VEGA: Learning Interleaved Image-Text Comprehension in Vision-Language Large Models
Chenyu Zhou, Mengdan Zhang, Peixian Chen, Chaoyou Fu, Yunhang Shen, Xiawu Zheng, Xing Sun, Rongrong Ji
TL;DR
This work introduces Interleaved Image-Text Comprehension (IITC), a challenging multimodal task in which models must locate the relevant image and text within long, interleaved content and answer with the appropriate image index. It contributes VEGA, a dataset with IITC and Image-Text Association (ITA) subsets built from SciGraphQA, supporting long contexts up to 8 images and 8k tokens. A multi-task, multi-scale training approach is applied to fine-tune Qwen-VL-Chat, achieving an image association accuracy of 85.8% and a Rouge score of 0.508 on VEGA, while revealing gaps in both open-source and proprietary models. The results establish a strong baseline for IITC/ITA in real-world scientific document comprehension and set directions for future enhancements in long-context multimodal reasoning.
Abstract
The swift progress of Multi-modal Large Models (MLLMs) has showcased their impressive ability to tackle tasks blending vision and language. Yet, most current models and benchmarks cater to scenarios with a narrow scope of visual and textual contexts.
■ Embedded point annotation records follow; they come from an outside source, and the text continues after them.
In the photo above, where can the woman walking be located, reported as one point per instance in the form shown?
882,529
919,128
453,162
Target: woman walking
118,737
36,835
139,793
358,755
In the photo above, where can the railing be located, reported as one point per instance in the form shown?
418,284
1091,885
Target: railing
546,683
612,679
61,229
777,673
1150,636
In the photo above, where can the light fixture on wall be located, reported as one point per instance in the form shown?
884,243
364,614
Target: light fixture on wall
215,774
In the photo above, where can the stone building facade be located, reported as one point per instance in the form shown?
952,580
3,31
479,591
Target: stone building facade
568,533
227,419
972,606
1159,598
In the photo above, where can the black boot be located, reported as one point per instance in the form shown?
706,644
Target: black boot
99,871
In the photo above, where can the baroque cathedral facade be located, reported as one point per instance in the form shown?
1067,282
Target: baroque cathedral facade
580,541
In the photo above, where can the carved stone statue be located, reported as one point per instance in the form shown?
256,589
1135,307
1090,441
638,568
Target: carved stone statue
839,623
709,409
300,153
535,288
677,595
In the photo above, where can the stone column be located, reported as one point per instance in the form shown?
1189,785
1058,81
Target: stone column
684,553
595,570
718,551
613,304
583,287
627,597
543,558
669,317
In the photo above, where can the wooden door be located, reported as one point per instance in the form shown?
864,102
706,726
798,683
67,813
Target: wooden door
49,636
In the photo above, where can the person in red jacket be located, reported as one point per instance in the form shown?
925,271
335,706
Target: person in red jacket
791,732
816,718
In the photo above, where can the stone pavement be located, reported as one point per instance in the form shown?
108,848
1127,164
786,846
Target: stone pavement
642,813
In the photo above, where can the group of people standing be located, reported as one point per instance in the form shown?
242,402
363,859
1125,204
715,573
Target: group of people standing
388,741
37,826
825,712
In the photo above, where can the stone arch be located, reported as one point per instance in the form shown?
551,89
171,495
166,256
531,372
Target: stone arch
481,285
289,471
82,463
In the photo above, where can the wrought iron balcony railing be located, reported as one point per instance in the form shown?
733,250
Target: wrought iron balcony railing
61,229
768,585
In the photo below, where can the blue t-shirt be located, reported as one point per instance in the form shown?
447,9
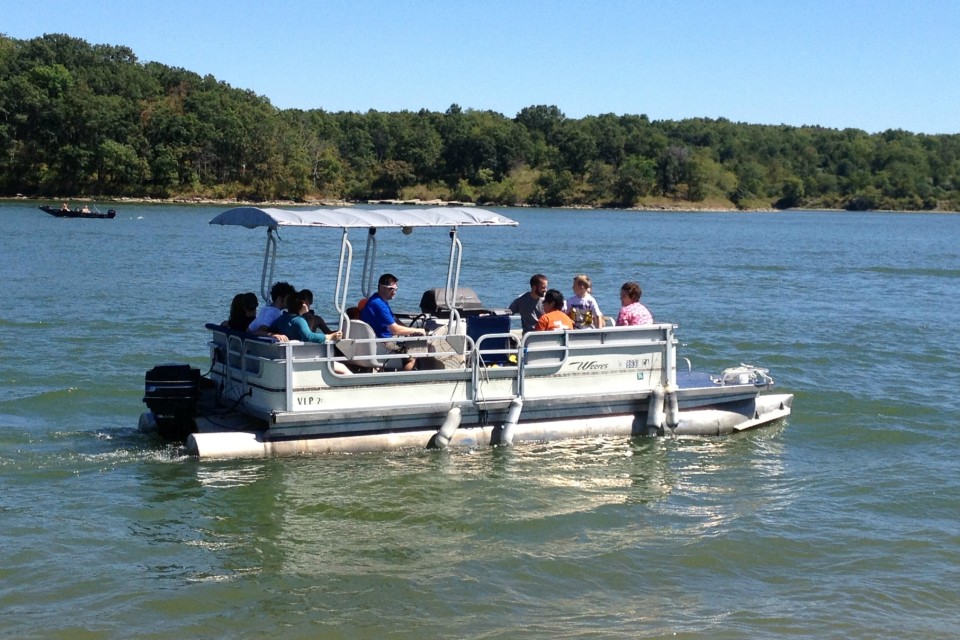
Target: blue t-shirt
378,315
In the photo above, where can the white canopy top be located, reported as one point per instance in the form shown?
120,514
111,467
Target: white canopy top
253,217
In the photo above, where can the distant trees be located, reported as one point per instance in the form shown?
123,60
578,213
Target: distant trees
77,119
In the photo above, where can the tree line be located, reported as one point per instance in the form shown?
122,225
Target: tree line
91,120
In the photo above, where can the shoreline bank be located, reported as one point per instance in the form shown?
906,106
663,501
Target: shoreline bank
432,203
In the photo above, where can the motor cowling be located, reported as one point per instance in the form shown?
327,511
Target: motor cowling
172,393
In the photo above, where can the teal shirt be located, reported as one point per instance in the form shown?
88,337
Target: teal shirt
296,328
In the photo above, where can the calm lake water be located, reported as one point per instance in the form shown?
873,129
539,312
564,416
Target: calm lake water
842,522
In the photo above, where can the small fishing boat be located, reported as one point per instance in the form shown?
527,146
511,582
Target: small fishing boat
488,383
66,212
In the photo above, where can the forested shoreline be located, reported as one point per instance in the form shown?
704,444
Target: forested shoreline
81,120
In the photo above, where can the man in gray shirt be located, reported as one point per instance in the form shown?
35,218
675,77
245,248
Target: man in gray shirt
530,305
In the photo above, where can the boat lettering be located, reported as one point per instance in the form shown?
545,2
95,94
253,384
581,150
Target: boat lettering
592,365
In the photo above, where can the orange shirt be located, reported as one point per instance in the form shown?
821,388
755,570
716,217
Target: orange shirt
553,321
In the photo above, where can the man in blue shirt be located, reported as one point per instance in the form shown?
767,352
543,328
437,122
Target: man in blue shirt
377,314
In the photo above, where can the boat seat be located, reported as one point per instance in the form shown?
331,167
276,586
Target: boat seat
367,355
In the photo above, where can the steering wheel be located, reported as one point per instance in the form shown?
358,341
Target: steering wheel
420,318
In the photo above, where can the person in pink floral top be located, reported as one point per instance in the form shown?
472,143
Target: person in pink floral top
632,312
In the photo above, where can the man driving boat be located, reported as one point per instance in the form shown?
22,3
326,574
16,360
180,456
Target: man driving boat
378,314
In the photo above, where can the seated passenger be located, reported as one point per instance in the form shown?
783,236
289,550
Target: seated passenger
529,306
553,318
293,325
632,312
378,314
313,319
243,310
582,306
269,314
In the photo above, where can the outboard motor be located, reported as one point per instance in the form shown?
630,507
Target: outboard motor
172,392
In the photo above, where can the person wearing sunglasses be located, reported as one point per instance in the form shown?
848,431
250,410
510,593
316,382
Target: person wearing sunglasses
378,314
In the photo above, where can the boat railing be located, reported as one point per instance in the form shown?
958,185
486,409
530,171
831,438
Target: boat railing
504,358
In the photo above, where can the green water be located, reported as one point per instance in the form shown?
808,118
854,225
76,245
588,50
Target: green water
840,522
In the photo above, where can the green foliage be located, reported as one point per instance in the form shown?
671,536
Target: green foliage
77,119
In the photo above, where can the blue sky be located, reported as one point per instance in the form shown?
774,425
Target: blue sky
872,65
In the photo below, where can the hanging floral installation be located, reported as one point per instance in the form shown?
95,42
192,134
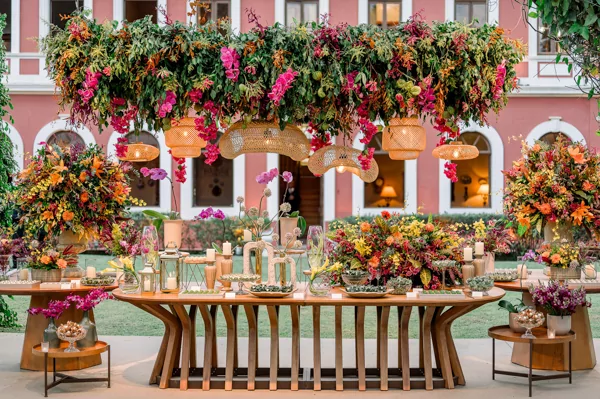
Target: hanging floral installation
335,79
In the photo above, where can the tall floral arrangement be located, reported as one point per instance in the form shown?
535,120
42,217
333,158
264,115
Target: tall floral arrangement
556,182
72,189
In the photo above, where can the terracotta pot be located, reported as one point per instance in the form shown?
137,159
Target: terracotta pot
172,229
560,324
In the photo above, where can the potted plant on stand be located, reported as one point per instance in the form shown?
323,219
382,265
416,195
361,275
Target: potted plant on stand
173,224
560,302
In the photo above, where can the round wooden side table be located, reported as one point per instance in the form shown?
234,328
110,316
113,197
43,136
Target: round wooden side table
59,353
504,333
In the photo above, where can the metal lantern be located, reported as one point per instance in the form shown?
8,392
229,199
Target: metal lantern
147,280
171,262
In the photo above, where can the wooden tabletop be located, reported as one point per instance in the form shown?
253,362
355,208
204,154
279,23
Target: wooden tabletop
533,278
60,353
389,300
7,290
504,333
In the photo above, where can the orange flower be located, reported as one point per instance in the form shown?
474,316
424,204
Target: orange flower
577,156
68,216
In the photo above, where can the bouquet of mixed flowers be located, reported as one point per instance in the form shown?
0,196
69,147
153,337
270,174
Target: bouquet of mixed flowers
553,183
557,299
123,239
73,189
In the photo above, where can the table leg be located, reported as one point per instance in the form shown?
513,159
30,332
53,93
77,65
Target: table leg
383,355
209,343
295,312
317,347
406,311
339,365
273,312
252,349
360,347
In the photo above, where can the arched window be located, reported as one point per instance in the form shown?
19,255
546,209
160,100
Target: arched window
473,187
65,138
144,188
388,190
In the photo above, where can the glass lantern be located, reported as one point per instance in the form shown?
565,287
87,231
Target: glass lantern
147,277
171,262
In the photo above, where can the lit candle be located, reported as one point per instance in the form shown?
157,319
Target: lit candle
468,253
478,248
210,255
227,248
90,272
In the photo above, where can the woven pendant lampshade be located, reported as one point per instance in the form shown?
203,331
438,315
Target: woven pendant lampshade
183,139
344,159
140,152
261,137
456,151
404,138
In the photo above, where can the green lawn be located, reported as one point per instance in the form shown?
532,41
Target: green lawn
118,318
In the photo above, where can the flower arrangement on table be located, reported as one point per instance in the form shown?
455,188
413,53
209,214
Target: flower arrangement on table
553,183
74,189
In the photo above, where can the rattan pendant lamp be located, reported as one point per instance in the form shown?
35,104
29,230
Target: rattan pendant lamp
456,151
260,137
183,139
140,152
344,159
404,138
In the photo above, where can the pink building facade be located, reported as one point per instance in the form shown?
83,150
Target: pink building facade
548,102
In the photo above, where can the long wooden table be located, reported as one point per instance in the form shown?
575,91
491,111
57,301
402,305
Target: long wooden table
177,365
34,330
555,357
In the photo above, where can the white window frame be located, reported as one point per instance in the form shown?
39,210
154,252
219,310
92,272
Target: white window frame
496,176
165,162
188,211
410,189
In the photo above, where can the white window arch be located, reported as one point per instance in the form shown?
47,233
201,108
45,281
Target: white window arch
164,161
410,188
61,125
555,125
496,180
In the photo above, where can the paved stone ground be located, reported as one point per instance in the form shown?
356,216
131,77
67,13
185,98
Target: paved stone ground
133,358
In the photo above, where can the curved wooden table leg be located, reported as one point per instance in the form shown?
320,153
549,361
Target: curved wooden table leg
252,349
360,347
317,348
383,342
273,312
426,334
209,342
295,312
231,338
406,311
184,319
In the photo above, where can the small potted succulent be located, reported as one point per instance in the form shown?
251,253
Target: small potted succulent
513,311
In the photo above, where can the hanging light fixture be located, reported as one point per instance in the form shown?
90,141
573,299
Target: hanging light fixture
260,137
183,139
456,151
404,138
140,152
344,159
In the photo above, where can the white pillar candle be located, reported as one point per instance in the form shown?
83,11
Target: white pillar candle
479,248
210,255
468,253
227,248
171,283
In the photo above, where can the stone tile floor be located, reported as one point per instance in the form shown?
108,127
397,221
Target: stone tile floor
133,358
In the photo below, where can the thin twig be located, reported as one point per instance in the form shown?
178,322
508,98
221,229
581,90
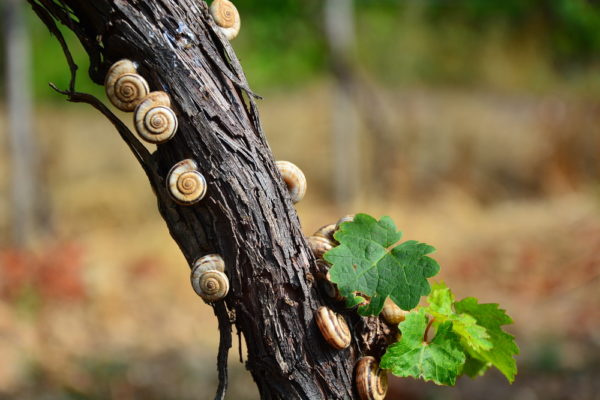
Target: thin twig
224,346
139,151
48,20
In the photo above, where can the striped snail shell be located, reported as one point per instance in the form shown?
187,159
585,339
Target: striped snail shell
392,314
346,218
208,278
319,245
371,381
185,183
326,232
124,87
210,285
154,120
227,17
209,262
334,328
294,179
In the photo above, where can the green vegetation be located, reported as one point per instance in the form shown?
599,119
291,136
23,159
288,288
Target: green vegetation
533,42
468,336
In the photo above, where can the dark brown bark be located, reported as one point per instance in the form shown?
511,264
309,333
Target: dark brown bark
247,216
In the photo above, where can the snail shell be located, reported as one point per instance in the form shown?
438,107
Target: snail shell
294,179
392,313
346,218
154,120
209,262
319,245
124,87
211,285
371,381
227,17
326,232
334,328
185,183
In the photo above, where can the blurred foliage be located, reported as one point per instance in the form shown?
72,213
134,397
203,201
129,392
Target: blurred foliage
426,42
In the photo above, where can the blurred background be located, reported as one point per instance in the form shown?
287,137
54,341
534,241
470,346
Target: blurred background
474,124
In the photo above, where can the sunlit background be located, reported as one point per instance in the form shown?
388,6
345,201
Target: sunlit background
474,124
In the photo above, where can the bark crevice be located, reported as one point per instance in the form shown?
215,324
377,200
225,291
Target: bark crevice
247,216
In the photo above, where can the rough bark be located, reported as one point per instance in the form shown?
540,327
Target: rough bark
247,216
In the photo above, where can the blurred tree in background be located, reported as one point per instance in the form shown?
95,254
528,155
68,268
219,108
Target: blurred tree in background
400,41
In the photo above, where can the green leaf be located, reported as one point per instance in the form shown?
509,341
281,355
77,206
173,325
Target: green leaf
474,367
492,318
440,360
441,301
363,264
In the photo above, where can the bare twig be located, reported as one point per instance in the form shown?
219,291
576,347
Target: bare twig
224,346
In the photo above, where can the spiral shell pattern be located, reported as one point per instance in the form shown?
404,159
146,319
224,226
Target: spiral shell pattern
319,245
124,87
154,120
211,285
334,328
209,262
185,183
227,17
371,381
346,218
294,179
393,314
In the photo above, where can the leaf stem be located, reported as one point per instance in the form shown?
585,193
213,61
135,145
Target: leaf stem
426,334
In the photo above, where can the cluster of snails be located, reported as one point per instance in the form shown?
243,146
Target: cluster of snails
371,381
155,122
153,117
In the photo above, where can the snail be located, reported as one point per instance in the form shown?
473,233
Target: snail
320,245
294,179
326,232
185,183
371,381
124,87
154,120
334,328
346,218
208,278
226,17
393,314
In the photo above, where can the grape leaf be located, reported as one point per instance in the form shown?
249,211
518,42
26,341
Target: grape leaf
441,301
492,318
363,264
440,360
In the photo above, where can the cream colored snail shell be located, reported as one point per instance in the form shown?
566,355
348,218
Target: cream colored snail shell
319,245
346,218
294,179
154,120
209,262
227,17
371,381
326,232
393,314
211,285
185,183
334,328
124,87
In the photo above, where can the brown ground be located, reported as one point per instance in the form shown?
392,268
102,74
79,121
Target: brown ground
504,186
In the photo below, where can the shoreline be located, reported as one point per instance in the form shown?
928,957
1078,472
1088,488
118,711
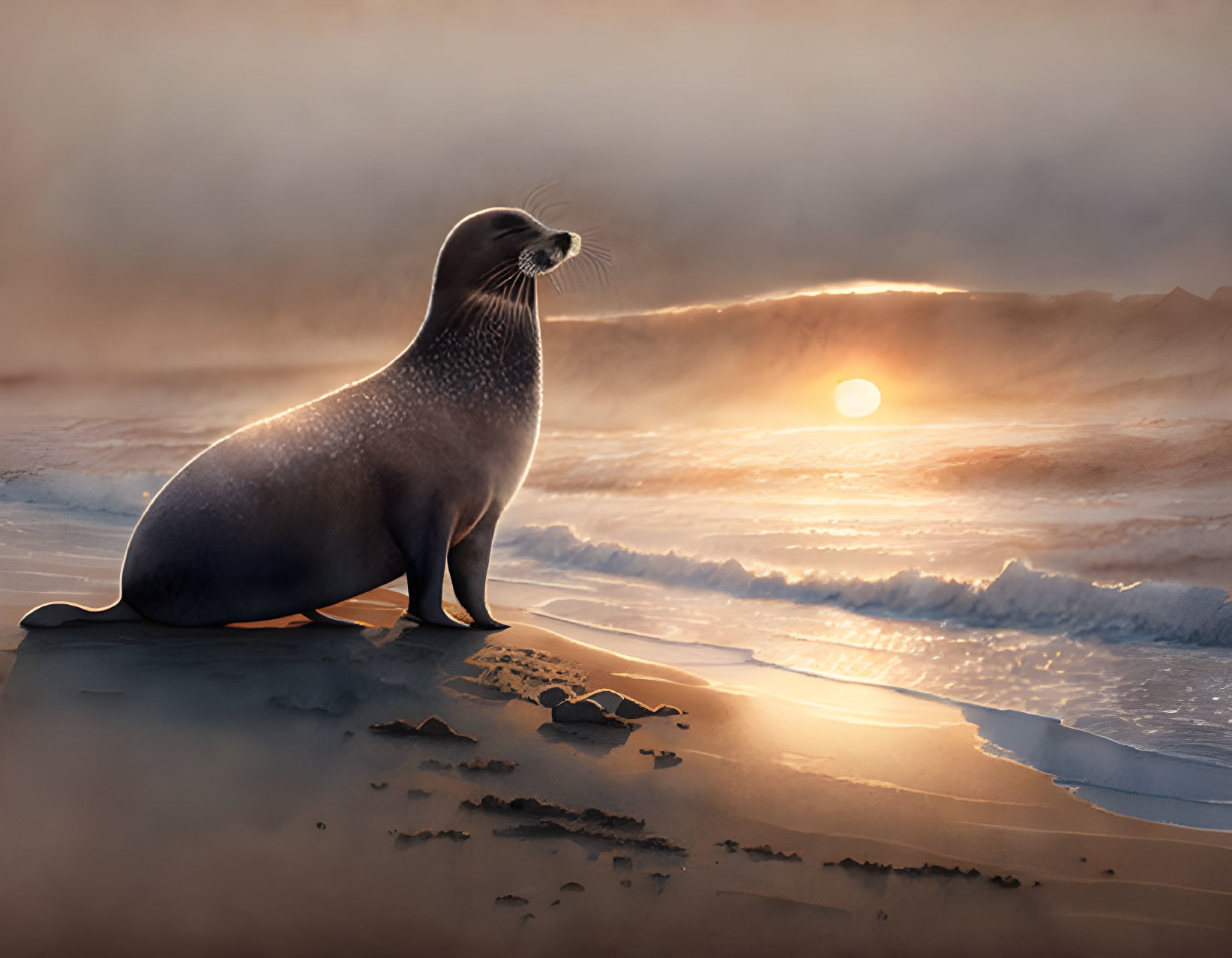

These models often fall short when faced with complex comprehension tasks, which involve navigating through a plethora of irrelevant and potentially misleading information in both text and image forms. To bridge this gap, we introduce a new, more demanding task known as Interleaved Image-Text Comprehension (IITC). This task challenges models to discern and disregard superfluous elements in both images and text to accurately answer questions and to follow intricate instructions to pinpoint the relevant image. In support of this task, we further craft a new VEGA dataset, tailored for the IITC task on scientific content, and devised a subtask, Image-Text Association (ITA), to refine image-text correlation skills. Our evaluation of four leading closed-source models, as well as various open-source models using VEGA, underscores the rigorous nature of IITC. Even the most advanced models, such as Gemini-1.5-pro and GPT4V, only achieved modest success. By employing a multi-task, multi-scale post-training strategy, we have set a robust baseline for MLLMs on the IITC task, attaining an $85.8\%$ accuracy rate in image association and a $0.508$ Rouge score. These results validate the effectiveness of our dataset in improving MLLMs capabilities for nuanced image-text comprehension.